The statement read, “Abolishment of segmentation. All segments are now collapsed into the Investors and Exporters (I&E) window. Applications for medicals, school fees, BTA/PTA, and SMEs would continue to be processed through deposit money banks.
“Re-introduction of the “Willing Buyer, Willing Seller” model at the I&E Window. Operations in this window shall be guided by the extant circular on the establishment of the window, dated 21 April 2017, and referenced FM/DIR/CIR/GEN/08/007. All eligible transactions are permitted to access foreign exchange at this window.
“The operational rate for all government-related transactions shall be the weighted average rate of the preceding day’s executed transactions at the I&E window, calculated to two (2) decimal places.
“Proscription of trading limits on oversold FX positions with permission to hedge short positions with OTC futures. Limits on overbought positions shall be zero.
“Re-introduction of order-based two-way quotes, with bid-ask spread of N1. All transactions shall be cleared by a Central Counter Party (CCP).
“Reintroduction of Order Book to ensure transparency of orders and seamless execution of trades.
“The operational hours of trades shall be from 9am to 4pm, Nigeria time.”
The apex noted that further guidance on the operational changes would be communicated to authorised dealers and the general public in due course.
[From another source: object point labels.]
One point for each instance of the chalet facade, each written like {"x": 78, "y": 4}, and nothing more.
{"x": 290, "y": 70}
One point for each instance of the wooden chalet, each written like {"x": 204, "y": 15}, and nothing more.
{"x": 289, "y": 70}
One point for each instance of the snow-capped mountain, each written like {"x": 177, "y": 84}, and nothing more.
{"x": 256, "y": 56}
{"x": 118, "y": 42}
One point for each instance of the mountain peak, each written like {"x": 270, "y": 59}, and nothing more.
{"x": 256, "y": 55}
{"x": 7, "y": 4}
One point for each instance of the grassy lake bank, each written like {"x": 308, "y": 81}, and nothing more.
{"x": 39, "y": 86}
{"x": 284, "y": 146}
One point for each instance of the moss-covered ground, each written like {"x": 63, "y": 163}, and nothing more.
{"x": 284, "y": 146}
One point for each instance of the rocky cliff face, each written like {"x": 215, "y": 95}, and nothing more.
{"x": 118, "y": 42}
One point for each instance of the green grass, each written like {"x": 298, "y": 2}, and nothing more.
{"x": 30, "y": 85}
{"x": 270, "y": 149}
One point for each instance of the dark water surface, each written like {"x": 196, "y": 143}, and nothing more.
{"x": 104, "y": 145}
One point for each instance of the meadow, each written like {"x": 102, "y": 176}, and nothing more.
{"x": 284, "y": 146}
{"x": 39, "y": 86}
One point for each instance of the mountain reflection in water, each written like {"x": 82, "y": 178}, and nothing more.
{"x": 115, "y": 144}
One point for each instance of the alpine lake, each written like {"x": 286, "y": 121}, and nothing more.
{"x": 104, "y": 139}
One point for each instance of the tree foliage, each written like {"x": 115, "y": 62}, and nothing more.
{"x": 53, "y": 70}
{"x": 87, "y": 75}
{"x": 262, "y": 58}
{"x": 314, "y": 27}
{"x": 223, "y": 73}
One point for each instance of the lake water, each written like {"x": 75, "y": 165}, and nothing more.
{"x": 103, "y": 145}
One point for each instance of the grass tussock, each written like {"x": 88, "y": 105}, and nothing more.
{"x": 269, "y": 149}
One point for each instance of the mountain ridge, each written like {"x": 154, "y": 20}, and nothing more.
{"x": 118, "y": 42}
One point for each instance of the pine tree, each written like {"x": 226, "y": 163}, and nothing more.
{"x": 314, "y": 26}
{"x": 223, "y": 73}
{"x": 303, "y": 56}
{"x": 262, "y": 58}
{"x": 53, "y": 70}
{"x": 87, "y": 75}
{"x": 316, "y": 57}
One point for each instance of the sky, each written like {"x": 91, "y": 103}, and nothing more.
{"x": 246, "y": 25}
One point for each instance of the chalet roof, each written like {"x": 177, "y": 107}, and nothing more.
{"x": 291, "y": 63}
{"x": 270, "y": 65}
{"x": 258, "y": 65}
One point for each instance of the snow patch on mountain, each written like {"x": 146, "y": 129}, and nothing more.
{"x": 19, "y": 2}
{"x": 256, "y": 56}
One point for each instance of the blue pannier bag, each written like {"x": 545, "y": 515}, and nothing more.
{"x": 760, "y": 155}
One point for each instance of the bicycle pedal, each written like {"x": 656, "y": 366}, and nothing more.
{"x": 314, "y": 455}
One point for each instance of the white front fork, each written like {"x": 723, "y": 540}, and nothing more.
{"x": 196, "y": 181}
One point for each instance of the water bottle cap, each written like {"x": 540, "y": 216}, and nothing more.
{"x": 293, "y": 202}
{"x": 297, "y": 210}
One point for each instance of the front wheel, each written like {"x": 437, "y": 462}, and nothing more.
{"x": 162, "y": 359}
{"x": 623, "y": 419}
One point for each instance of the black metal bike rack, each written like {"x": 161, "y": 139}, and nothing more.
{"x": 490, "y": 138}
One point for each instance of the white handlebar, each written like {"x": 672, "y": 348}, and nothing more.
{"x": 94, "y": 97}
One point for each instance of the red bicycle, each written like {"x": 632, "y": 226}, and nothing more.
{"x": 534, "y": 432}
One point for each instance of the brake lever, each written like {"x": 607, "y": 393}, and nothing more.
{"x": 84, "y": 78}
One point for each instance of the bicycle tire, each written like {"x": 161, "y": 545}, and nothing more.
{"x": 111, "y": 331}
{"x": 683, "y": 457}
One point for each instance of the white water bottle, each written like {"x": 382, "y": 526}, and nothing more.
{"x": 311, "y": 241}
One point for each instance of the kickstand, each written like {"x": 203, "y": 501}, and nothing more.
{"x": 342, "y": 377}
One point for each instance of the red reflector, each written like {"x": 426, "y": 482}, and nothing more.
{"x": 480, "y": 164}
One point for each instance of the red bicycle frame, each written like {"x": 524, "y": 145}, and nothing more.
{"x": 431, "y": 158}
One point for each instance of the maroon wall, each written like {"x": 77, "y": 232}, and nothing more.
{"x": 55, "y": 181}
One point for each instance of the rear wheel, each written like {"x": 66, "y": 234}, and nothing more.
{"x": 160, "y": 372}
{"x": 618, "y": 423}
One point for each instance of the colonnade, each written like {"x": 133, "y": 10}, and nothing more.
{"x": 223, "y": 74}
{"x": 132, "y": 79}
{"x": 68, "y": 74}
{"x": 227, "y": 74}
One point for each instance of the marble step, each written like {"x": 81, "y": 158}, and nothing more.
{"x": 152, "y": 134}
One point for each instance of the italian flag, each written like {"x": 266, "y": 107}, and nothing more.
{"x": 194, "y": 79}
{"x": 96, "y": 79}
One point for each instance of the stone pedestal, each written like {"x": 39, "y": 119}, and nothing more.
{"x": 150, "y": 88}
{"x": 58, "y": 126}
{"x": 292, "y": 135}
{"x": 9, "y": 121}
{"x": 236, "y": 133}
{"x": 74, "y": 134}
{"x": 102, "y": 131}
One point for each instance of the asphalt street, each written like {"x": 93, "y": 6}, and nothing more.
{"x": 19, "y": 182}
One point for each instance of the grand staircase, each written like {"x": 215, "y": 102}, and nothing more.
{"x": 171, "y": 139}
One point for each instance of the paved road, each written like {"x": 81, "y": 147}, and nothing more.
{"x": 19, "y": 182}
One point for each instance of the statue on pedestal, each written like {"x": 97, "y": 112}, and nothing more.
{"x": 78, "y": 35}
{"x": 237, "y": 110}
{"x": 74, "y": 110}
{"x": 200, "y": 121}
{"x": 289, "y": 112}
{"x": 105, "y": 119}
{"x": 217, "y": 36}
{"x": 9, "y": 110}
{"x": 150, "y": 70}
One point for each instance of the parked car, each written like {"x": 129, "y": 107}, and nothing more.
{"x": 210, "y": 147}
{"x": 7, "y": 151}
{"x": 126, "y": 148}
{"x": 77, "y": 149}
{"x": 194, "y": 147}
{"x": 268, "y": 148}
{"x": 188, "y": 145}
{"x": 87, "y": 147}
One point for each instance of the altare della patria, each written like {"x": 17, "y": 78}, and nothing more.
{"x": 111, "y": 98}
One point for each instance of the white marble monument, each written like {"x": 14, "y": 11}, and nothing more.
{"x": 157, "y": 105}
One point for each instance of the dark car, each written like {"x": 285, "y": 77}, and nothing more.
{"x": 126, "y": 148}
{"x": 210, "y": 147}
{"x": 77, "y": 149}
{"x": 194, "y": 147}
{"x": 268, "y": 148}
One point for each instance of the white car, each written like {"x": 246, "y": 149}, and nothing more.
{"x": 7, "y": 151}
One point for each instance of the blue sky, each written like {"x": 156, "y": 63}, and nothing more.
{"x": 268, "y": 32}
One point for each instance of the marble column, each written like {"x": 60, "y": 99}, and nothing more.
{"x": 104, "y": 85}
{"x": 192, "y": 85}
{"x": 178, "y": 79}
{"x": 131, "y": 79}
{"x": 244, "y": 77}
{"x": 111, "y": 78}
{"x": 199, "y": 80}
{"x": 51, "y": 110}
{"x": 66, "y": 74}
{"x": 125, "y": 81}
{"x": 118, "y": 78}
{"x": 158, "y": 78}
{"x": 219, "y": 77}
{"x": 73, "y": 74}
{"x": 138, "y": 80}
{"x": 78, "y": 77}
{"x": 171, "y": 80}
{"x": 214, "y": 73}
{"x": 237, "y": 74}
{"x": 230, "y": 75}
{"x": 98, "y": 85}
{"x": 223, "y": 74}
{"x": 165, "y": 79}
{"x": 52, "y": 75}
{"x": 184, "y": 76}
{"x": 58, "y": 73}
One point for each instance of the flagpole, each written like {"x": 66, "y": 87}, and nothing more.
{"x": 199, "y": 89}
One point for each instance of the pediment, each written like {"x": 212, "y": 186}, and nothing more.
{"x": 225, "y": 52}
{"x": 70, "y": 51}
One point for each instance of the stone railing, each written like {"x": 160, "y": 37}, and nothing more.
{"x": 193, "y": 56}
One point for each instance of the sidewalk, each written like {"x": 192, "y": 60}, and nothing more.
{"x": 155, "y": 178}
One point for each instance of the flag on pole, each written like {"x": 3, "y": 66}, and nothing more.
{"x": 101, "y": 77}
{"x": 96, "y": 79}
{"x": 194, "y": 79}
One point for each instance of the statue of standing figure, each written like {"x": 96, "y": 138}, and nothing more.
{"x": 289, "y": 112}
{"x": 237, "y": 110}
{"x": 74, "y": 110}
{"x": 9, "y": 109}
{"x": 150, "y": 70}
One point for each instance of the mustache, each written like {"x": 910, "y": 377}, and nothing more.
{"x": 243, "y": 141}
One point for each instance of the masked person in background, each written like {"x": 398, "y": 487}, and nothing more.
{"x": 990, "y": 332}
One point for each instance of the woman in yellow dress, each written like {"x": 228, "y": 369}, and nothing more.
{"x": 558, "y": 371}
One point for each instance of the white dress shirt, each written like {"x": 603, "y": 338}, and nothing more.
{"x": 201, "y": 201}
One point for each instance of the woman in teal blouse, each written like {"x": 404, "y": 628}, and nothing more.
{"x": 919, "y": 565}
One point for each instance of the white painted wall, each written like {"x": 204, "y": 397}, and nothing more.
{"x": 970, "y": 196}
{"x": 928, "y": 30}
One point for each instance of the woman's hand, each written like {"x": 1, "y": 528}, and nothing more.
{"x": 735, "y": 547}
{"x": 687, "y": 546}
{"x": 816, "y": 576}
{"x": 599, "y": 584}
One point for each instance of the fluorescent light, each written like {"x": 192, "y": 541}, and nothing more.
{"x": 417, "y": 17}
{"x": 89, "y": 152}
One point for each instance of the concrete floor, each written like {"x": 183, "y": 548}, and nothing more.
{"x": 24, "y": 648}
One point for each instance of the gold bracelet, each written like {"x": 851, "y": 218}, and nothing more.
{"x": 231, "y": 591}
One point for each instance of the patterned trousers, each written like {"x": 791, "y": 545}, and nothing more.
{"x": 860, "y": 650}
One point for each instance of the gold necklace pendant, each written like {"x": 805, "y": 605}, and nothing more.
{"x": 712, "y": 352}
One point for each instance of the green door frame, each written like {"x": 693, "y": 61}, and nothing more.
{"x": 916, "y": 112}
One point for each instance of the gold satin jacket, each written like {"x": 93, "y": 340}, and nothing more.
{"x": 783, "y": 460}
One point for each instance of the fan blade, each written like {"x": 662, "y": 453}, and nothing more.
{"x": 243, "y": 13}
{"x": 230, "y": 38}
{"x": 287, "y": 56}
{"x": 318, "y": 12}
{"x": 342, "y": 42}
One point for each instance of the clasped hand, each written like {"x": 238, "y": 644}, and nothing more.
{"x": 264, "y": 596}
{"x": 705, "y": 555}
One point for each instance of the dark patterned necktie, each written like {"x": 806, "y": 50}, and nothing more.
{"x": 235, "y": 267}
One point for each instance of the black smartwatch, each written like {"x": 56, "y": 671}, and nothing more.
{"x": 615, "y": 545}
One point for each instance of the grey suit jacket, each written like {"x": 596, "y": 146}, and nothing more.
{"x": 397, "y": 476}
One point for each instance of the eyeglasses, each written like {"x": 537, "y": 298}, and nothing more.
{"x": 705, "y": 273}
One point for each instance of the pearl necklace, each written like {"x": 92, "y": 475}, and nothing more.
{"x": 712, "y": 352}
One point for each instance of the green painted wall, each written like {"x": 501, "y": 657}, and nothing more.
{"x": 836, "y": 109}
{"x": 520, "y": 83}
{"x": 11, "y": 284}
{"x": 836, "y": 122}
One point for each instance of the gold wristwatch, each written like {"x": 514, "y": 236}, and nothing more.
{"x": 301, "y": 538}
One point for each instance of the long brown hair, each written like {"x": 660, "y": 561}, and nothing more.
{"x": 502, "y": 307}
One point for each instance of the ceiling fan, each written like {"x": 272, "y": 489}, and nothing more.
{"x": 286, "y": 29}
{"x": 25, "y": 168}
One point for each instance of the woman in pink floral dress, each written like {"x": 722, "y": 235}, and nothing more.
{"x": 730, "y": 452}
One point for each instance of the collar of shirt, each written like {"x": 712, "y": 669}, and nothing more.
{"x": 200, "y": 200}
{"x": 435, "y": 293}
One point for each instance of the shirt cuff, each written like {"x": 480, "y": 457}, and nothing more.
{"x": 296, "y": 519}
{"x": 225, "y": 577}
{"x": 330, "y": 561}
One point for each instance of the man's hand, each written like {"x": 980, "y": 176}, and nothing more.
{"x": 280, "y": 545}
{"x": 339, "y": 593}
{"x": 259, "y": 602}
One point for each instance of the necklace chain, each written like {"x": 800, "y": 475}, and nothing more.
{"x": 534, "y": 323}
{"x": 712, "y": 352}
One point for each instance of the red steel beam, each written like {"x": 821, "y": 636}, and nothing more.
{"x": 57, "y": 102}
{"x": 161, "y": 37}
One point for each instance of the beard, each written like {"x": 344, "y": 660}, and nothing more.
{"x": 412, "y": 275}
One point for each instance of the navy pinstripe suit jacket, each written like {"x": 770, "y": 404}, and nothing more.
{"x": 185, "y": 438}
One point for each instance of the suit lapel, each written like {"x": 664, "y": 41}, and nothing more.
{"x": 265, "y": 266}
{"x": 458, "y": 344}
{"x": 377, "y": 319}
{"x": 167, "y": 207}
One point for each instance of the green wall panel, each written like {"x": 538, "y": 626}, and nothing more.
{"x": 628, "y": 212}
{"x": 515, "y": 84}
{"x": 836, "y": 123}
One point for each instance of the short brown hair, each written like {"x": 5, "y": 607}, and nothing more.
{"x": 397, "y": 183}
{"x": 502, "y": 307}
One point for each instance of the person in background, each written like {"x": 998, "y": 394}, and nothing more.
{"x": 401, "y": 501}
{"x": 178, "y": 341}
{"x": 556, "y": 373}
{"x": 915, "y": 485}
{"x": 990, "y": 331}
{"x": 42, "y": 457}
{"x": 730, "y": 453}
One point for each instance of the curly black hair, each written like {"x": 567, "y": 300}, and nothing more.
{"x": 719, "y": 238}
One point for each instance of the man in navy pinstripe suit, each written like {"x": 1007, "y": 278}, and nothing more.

The changes to operations in the country’s FX market implies that Nigeria has eased its control of the naira, allowing the local currency to freely float.
Meanwhile, a free-floating exchange rate occurs when a government allows the exchange rate to be determined purely by market forces and there is no attempt to ask the central bank to influence the external value of the exchange rate.